Under these principles, “[i]f the trial court determines that a reasonable inference of the defendant’s guilt may be drawn from the evidence, it must deny the defendant’s motion and send the case to the jury even though the evidence may also support reasonable inferences of the defendant’s innocence.” State v. Smith, 40 N.C. App. 72, 79, 252 S.E. 2d 535, 540 (1979). We view the evidence, when considered in a light most favorable to the State, as sufficient to raise a reasonable inference of defendant’s guilt. The evidence, although circumstantial, certainly supports an inference that defendant visited the deceased victims’ residence armed with a weapon, and that some form of altercation occurred *539resulting in the deaths. The State having carried its burden, the trial judge properly submitted the evidence to the jury. At that point, “it is solely for the jury to determine whether the facts taken singly or in combination satisfy them beyond a reasonable doubt that the defendant is in fact guilty.” State v. Smith, supra, 40 N.C. App. at 79, 252 S.E. 2d at 540. We further hold that a rational trier of fact could reasonably have found the defendant committed the crimes charged. See Jackson v. Virginia, --- U.S. ---, 61 L.Ed. 2d 560, 99 S.Ct. 2781 (1979); State v. Barbour, 43 N.C. App. 143, 258 S.E. 2d 475 (1979).

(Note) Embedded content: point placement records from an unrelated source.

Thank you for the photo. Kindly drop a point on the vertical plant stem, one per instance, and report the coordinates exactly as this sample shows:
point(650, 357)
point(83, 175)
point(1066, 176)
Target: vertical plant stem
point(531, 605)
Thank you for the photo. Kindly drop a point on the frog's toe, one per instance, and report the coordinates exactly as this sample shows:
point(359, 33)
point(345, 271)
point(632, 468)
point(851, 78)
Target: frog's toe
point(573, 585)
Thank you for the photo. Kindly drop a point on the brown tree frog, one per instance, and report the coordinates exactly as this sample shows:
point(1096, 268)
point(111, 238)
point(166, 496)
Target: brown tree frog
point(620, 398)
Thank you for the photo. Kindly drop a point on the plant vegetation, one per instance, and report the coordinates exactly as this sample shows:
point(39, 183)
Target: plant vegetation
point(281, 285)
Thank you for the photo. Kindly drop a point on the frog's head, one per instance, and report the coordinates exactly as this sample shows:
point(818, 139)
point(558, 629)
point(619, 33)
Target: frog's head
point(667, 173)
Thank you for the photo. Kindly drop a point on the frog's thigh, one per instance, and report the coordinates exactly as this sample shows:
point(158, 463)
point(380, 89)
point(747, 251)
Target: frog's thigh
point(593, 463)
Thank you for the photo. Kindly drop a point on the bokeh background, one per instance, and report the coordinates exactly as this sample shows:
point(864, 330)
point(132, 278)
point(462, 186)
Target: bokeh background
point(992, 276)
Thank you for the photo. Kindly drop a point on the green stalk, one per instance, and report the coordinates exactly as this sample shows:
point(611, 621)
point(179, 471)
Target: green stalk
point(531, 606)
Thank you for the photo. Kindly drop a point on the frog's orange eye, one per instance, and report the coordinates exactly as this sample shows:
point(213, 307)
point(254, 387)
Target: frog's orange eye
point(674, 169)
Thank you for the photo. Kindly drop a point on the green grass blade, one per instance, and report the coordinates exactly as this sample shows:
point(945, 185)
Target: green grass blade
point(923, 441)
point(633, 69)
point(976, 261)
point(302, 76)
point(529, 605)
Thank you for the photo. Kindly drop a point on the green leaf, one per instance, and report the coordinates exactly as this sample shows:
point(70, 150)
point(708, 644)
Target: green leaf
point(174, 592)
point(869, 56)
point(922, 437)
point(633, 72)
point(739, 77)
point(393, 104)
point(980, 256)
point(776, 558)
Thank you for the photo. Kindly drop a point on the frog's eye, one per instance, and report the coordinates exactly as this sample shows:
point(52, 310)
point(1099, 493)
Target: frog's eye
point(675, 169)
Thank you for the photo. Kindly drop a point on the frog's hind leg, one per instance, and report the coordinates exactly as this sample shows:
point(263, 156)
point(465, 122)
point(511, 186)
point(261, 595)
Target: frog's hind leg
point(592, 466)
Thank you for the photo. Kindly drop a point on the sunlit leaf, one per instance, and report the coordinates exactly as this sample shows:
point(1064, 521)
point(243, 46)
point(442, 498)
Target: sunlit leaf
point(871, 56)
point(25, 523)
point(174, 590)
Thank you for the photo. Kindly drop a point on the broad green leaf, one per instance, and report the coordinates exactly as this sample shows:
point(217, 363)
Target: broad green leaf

Defendant argues, in addition, that the trial court erred in its charge to the jury with respect to the effect convictions of criminal offenses were to have upon the truthfulness of the various witnesses. Upon a review of the judge’s charge in this case, we conclude that the judge accurately explained to the jury the purposes for which such evidence was to be considered, as well as explaining the role of the jury in deliberating upon the evidence. Defendant’s objection to the trial court’s instruction is thereby overruled.

We conclude that in the trial below, the judge committed

No error.

Judges PARKER and MARTIN (Robert M.) concur.